Do capítulo 10 ao 14, aprendemos como estimar as diferentes facetas da biodiversidade – taxonômica, funcional e filogenética, e os componentes alfa, beta e gama – e como podemos usar algumas dessas medidas para fazer inferências sobre processos de montagem de comunidades. O capítulo 13 sobre diversidade filogenética merece ser destacado; é um dos mais completos e abrangentes do livro. Apesar de não ser exatamente minha área de atuação, acho que boa parte dos métodos atualmente mais usados está contemplada ali. Em todos estes capítulos há explicações sobre aspectos teóricos que suportam o uso das técnicas em diferentes situações. Tudo é feito com dados que podem ser acessados. Portanto, se você ainda não coletou os dados do seu projeto, mas já sabe quais análises pretende usar, estes capítulos são uma fonte excelente para sua aprendizagem. Não precisa esperar até ter todos os dados em mãos.
Finalmente, o capítulo 15 fecha o livro nos apresentado uma introdução aos principais conceitos sobre a manipulação e visualização de dados geoespaciais no R. Ainda é comum para quem trabalha com ecologia e quer usar técnicas de análises de dados geoespaciais como algo complementar convidar especialistas da área para uma parceria. O Maurício Vancine já não deve nem conseguir atender todos os pedidos de parceria. Aqui está então uma boa oportunidade para você aprender a dar os primeiros passos, produzir os primeiros mapas, fazer predições espaciais sem ter de depender da ajuda de pessoal especializado. Mas mais importante que isso, o capítulo fornece a base conceitual e terminologia apropriada para o bom uso deste tipo de análise – eu sempre me confundo com a terminologia associada ao sistema de referência de coordenadas e unidades.
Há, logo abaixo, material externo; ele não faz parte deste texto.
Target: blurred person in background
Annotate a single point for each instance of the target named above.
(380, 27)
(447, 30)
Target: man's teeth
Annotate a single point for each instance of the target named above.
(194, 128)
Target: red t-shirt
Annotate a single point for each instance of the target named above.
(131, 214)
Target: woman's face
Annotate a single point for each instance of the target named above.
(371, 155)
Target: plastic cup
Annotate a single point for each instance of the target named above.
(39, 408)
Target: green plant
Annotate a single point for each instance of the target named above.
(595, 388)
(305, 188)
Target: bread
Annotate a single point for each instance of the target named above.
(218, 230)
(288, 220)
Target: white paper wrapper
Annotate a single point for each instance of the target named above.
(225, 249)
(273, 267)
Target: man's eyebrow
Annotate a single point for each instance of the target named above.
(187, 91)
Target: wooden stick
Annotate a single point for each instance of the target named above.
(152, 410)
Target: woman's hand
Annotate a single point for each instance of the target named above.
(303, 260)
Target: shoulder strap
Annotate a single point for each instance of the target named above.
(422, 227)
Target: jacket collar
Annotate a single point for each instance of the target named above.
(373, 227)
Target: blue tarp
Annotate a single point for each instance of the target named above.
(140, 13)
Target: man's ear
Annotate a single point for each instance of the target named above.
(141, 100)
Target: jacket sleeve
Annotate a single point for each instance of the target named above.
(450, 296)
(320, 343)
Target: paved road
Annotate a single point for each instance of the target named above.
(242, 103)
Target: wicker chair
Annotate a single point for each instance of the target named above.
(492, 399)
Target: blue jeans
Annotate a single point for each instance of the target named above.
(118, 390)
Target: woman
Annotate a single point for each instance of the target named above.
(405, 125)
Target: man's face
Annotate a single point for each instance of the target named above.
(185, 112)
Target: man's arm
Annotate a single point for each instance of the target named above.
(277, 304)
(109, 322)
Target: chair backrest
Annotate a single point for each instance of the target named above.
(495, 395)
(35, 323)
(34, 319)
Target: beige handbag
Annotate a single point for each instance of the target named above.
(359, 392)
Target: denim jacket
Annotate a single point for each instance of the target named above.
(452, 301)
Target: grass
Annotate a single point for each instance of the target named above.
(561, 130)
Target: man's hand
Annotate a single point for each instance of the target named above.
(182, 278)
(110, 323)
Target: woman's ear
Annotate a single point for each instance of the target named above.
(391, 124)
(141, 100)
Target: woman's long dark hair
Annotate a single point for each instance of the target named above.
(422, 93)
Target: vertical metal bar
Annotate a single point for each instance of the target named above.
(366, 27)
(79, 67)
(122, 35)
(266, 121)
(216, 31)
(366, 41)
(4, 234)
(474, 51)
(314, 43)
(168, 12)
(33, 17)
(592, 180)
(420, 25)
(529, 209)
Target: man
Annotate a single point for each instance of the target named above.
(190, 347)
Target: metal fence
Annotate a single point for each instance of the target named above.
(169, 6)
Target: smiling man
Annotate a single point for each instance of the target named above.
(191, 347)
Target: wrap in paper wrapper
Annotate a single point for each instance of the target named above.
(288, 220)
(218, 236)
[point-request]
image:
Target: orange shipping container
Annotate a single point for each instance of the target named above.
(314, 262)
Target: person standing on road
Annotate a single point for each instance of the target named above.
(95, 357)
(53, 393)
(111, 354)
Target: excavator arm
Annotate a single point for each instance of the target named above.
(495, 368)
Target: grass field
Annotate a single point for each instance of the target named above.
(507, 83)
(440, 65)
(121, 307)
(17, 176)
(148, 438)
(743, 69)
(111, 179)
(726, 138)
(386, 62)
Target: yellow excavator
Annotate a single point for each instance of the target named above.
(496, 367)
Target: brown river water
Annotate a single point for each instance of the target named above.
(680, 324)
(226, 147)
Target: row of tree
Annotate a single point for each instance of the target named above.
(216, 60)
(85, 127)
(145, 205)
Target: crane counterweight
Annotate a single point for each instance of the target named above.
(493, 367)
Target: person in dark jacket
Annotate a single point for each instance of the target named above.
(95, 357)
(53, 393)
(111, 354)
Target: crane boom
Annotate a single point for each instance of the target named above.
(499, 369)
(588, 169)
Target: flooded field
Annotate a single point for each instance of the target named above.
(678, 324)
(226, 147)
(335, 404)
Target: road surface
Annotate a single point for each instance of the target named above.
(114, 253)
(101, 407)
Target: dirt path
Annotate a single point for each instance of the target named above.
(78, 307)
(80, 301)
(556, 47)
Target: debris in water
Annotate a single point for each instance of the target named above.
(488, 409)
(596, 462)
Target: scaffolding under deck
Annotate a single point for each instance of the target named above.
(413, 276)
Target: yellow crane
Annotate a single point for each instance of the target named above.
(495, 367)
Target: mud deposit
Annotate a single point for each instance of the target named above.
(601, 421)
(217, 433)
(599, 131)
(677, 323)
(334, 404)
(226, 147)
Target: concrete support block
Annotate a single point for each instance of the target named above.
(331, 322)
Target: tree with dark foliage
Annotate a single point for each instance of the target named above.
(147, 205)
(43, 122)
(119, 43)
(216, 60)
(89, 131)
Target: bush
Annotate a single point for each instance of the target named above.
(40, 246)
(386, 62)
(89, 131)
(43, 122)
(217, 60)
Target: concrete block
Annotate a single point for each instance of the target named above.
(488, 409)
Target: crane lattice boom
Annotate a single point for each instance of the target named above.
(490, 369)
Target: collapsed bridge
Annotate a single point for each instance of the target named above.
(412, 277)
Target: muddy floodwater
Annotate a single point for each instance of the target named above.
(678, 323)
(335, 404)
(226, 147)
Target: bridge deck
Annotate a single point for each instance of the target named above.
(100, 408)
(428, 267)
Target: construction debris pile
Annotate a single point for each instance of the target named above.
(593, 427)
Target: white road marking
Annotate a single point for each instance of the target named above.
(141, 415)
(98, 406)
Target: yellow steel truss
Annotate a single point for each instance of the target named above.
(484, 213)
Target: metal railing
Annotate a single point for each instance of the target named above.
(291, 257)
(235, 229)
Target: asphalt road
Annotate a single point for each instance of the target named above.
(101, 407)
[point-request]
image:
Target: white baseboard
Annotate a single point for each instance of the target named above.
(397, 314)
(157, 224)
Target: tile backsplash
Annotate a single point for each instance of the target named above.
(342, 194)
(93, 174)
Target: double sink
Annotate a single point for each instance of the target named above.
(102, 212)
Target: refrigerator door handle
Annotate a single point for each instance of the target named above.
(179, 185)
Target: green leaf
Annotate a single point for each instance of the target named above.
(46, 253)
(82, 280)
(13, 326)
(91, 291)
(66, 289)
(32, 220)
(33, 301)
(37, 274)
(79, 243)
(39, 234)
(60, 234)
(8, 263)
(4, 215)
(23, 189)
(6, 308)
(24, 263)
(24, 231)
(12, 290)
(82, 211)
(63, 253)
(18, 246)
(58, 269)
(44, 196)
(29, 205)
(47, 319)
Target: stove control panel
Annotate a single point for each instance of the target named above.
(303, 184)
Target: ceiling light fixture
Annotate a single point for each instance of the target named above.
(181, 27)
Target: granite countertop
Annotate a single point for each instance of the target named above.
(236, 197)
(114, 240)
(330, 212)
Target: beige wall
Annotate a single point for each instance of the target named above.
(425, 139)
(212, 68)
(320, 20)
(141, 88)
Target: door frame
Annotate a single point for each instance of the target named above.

Há quem diga que a velocidade com que a tecnologia e a ciência avançam tende a tornar livros e manuais sobre métodos rapidamente obsoletos. Não acho que isso vai acontecer com o livro “Análises Ecológicas no R”. Os métodos apresentados são bem estabelecidos e (alguns) aceitos pela comunidade científica há muitos anos e incluem técnicas modernas que ainda estão sendo entendidas e absorvidas por profissionais que atuam em ecologia. Que privilégio ter um livro como este em português e gratuito! Obrigado aos autores por isso. Boa leitura e prática.